Multiple reports have identified the Taliban commander who led a gloating press conference from the presidential palace in Kabul on Sunday as Gholam Ruhani, a suspected intelligence operative arrested by U.S. forces in 2001 and held at Guantánamo Bay until 2007.
Ruhani was one of several Taliban militants who posed with their guns for a “press conference” inside the former Afghan presidential residence on Sunday. Al Jazeera News, the only media team permitted to accompany the Taliban gang into the palace, livestreamed the event. The jihadists recited verses from the Quran during their press conference celebrating conquest in the name of Allah. Al Jazeera interviewed three of the men. One of them spoke English and said he spent eight years imprisoned at Guantanamo Bay.
Numerous counter-terrorism experts identified the English-speaking fighter as Gholam Ruhani, one of the first prisoners to be detained at Guantánamo Bay.
The UK Daily Mail claimed to obtain Ruhani’s files from the U.S. State and Defense Departments and published several pages on Monday. According to these documents, the Taliban commander was born in 1975, raised in southeastern Afghanistan, and sent to Iran by his parents when the Soviets invaded. He returned to Afghanistan “sometime after 1992.”
Ruhani allegedly took a job with the Taliban’s feared Ministry of Intelligence in Kabul in 1996. Police reportedly arrested him in 2001 at a meeting with American officials seeking the whereabouts of Mullah Omar, the Taliban’s one-eyed founder and spiritual leader.
According to the documents, Ruhani said his brother-in-law was the chief of intelligence for the Taliban, although he later claimed he only said that to impress the Americans. Once in custody, he claimed he only took a low-level security position to avoid getting conscripted into front-line combat duty, only worked for the Taliban once every two weeks or so as a driver or street police officer, and spent most of his time running a shop.
The documents claim U.S. officials concluded Ruhani was downplaying his role within the Taliban and judged him to be a “threat to the U.S., its interests, and allies.”

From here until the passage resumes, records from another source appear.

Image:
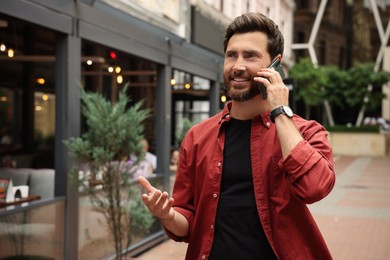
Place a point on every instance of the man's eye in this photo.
(229, 55)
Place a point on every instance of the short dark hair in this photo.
(257, 22)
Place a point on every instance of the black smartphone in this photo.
(278, 67)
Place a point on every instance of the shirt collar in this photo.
(264, 117)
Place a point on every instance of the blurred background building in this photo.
(170, 52)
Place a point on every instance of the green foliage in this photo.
(182, 131)
(113, 133)
(344, 89)
(310, 81)
(358, 79)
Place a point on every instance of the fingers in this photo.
(158, 203)
(146, 184)
(270, 74)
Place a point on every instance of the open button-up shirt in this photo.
(283, 188)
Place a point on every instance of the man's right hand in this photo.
(156, 201)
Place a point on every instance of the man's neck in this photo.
(248, 109)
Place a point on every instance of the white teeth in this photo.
(239, 79)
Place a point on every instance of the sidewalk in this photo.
(354, 218)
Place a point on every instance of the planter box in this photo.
(358, 144)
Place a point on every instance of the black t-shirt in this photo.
(238, 230)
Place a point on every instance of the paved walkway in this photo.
(354, 218)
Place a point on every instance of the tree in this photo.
(310, 82)
(113, 133)
(182, 131)
(338, 88)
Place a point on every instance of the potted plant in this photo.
(101, 170)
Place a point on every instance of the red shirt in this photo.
(282, 187)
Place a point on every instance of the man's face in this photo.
(245, 55)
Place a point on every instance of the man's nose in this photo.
(239, 65)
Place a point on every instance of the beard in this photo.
(243, 94)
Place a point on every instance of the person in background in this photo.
(148, 155)
(246, 175)
(174, 160)
(147, 165)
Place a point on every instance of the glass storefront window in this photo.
(27, 105)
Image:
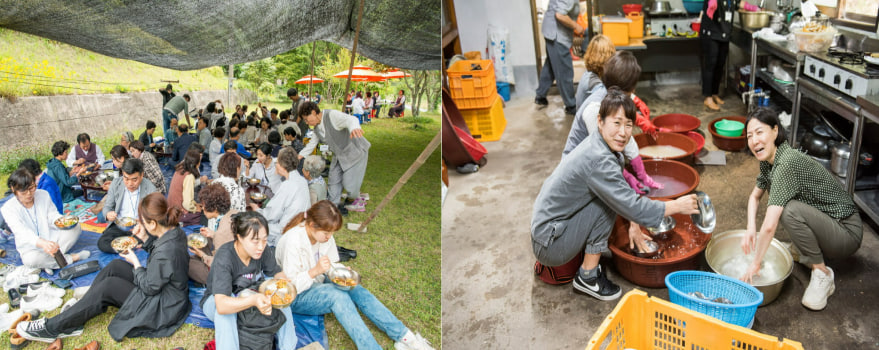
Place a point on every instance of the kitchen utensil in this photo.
(705, 219)
(724, 246)
(755, 20)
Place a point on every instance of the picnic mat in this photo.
(309, 329)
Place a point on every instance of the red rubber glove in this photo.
(712, 6)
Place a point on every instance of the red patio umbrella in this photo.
(309, 79)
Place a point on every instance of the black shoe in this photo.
(599, 286)
(14, 298)
(36, 331)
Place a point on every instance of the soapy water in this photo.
(737, 266)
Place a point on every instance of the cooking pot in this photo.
(840, 158)
(660, 7)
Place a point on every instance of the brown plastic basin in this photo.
(679, 249)
(726, 143)
(678, 178)
(677, 122)
(670, 139)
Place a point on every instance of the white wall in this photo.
(474, 17)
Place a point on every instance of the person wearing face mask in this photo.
(153, 300)
(569, 219)
(306, 252)
(808, 201)
(125, 193)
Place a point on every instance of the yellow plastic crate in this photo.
(472, 88)
(486, 124)
(641, 322)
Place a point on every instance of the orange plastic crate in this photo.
(472, 89)
(641, 322)
(486, 124)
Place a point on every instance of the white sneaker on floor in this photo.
(412, 341)
(42, 302)
(79, 292)
(45, 288)
(820, 287)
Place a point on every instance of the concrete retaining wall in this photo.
(39, 121)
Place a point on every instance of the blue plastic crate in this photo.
(745, 298)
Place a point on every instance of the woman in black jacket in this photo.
(153, 301)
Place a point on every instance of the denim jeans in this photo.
(226, 328)
(166, 119)
(325, 298)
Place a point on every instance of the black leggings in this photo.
(714, 55)
(111, 287)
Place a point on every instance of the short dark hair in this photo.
(131, 166)
(228, 165)
(288, 158)
(215, 198)
(20, 180)
(83, 138)
(31, 165)
(290, 131)
(119, 152)
(274, 137)
(769, 117)
(622, 70)
(613, 101)
(230, 146)
(137, 145)
(265, 148)
(59, 148)
(307, 107)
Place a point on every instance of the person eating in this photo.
(812, 206)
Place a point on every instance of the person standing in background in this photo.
(559, 25)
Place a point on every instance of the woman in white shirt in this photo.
(357, 106)
(264, 168)
(31, 216)
(305, 252)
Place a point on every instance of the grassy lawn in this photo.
(30, 65)
(398, 258)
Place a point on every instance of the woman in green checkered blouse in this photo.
(818, 214)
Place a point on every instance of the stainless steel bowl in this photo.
(726, 245)
(756, 20)
(667, 224)
(345, 273)
(705, 219)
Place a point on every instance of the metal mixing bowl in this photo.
(726, 245)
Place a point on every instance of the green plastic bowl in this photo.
(729, 128)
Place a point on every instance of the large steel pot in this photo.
(726, 245)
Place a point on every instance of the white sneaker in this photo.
(42, 302)
(820, 287)
(44, 288)
(79, 292)
(411, 341)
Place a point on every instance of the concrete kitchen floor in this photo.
(492, 300)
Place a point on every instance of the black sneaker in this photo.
(599, 286)
(36, 331)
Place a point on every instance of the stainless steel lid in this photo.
(705, 219)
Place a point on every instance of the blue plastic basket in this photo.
(693, 7)
(745, 297)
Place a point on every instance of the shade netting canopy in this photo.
(194, 34)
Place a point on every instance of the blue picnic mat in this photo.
(309, 329)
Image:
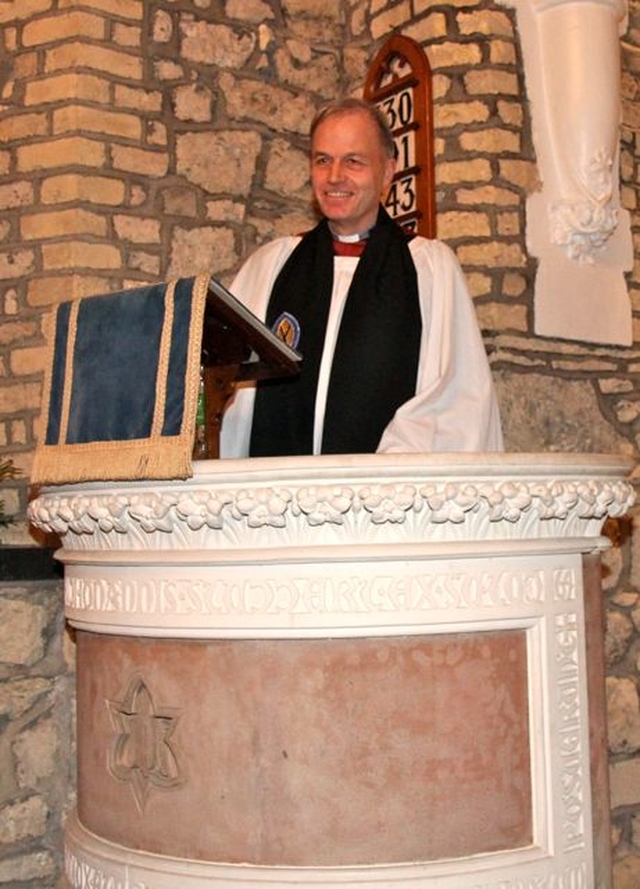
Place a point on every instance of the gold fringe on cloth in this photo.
(158, 455)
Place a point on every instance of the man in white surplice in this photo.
(388, 333)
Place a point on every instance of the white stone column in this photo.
(575, 224)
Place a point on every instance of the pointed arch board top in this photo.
(399, 82)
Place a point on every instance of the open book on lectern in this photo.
(233, 335)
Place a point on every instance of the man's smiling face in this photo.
(350, 171)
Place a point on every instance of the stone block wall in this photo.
(37, 773)
(142, 140)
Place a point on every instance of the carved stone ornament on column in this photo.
(575, 224)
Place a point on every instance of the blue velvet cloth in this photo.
(110, 375)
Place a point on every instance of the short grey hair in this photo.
(346, 106)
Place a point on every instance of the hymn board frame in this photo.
(399, 82)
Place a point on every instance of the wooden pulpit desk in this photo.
(236, 347)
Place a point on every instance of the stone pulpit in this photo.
(362, 671)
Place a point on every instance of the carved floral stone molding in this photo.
(307, 509)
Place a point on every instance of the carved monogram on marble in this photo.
(142, 753)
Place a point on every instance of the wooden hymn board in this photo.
(399, 83)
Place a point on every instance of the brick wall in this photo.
(147, 139)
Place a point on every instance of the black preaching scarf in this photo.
(375, 362)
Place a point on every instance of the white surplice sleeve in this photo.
(455, 406)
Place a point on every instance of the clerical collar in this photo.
(350, 239)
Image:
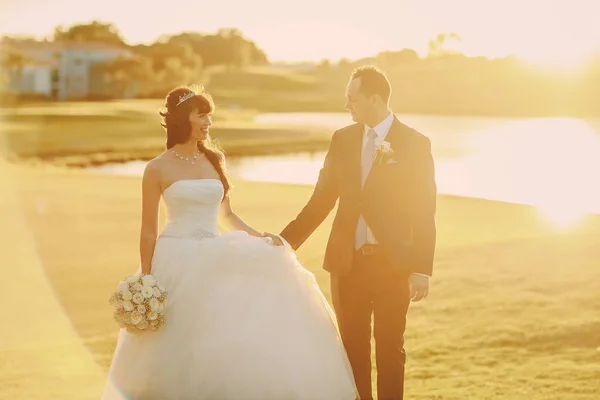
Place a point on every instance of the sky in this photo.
(553, 32)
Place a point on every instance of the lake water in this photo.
(552, 163)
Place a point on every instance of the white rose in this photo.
(385, 146)
(147, 291)
(136, 318)
(137, 287)
(138, 298)
(148, 280)
(127, 306)
(152, 316)
(122, 286)
(143, 325)
(154, 305)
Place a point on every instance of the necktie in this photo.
(366, 164)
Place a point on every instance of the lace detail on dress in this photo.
(195, 235)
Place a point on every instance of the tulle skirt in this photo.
(244, 321)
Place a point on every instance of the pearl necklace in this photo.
(191, 159)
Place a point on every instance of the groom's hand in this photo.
(419, 286)
(276, 240)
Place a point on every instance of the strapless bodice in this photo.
(192, 208)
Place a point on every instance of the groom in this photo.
(380, 251)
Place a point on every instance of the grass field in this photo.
(83, 134)
(512, 313)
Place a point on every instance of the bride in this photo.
(244, 320)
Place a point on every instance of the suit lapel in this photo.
(394, 137)
(354, 156)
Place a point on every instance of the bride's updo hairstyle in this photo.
(179, 104)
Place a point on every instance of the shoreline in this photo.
(501, 270)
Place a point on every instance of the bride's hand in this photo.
(274, 238)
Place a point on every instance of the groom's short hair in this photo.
(373, 81)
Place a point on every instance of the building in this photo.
(62, 70)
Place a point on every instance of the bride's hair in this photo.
(179, 104)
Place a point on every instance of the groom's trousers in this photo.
(373, 289)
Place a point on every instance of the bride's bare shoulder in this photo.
(156, 165)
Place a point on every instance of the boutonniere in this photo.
(384, 151)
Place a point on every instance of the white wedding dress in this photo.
(244, 320)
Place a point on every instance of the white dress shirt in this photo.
(381, 131)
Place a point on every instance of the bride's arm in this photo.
(233, 221)
(149, 231)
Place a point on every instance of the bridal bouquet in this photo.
(139, 303)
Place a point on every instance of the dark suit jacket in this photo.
(398, 201)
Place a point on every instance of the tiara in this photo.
(185, 97)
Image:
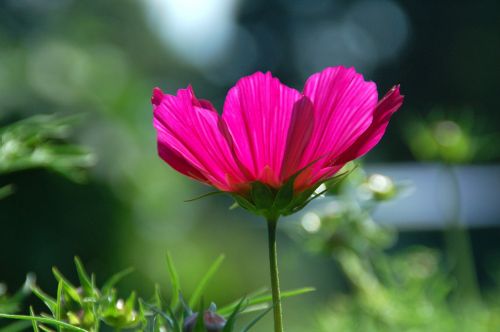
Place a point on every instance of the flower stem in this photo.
(275, 281)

Ruhani was therefore shipped to Guantánamo, where he “committed 15 disciplinary infractions including threatening guards and stuffing his flip flops down the sink but never committed any violence,” according to the Daily Mail.
On one documented occasion in 2005, Ruhani told a Guantánamo Bay guard, “We will get you on the outside.” He constantly denied having any ties to al-Qaeda or any knowledge of the 9/11 attacks.
“The detainee claims to be no more than a simple shopkeeper who helped Americans. The detainee stated that his only wish was to return to Afghanistan and assist his father, who is sick, in operating the family appliance store in Kabul,” the Defense Department report on Ruhani stated.
The Pentagon evaluated Ruhani as a “medium” security risk at the time of his release and said he would likely rejoin “anti-coalition militia entities” upon returning to Afghanistan. He presented himself as a military commander when he spoke with Al Jazeera in the presidential palace on Sunday. His U.S. lawyer said she never spoke to him again after he was released in 2007.
The New York Post on Monday identified another current Taliban official, Mullah Khairullah Khairkhwa, as one of the Guantánamo detainees released by President Barack Obama in exchange for deserter Bowe Bergdahl in 2014. The Obama administration promised it would take steps to prevent the freed “Taliban Five” from returning to the battlefield, and angrily denied later reports that the Five had resumed active leadership positions with the terrorist organization.
Khairkhwa was reportedly one of the Taliban leaders who met with President Joe Biden’s envoy to Afghanistan in Moscow earlier this year to negotiate the terms of U.S. troop withdrawal. Khairkwha allegedly promised the Biden team the Taliban would not launch a spring military offensive of all U.S. troops were pulled out of Afghanistan, and promised there would be no retaliation against Afghans who worked with the U.S. military.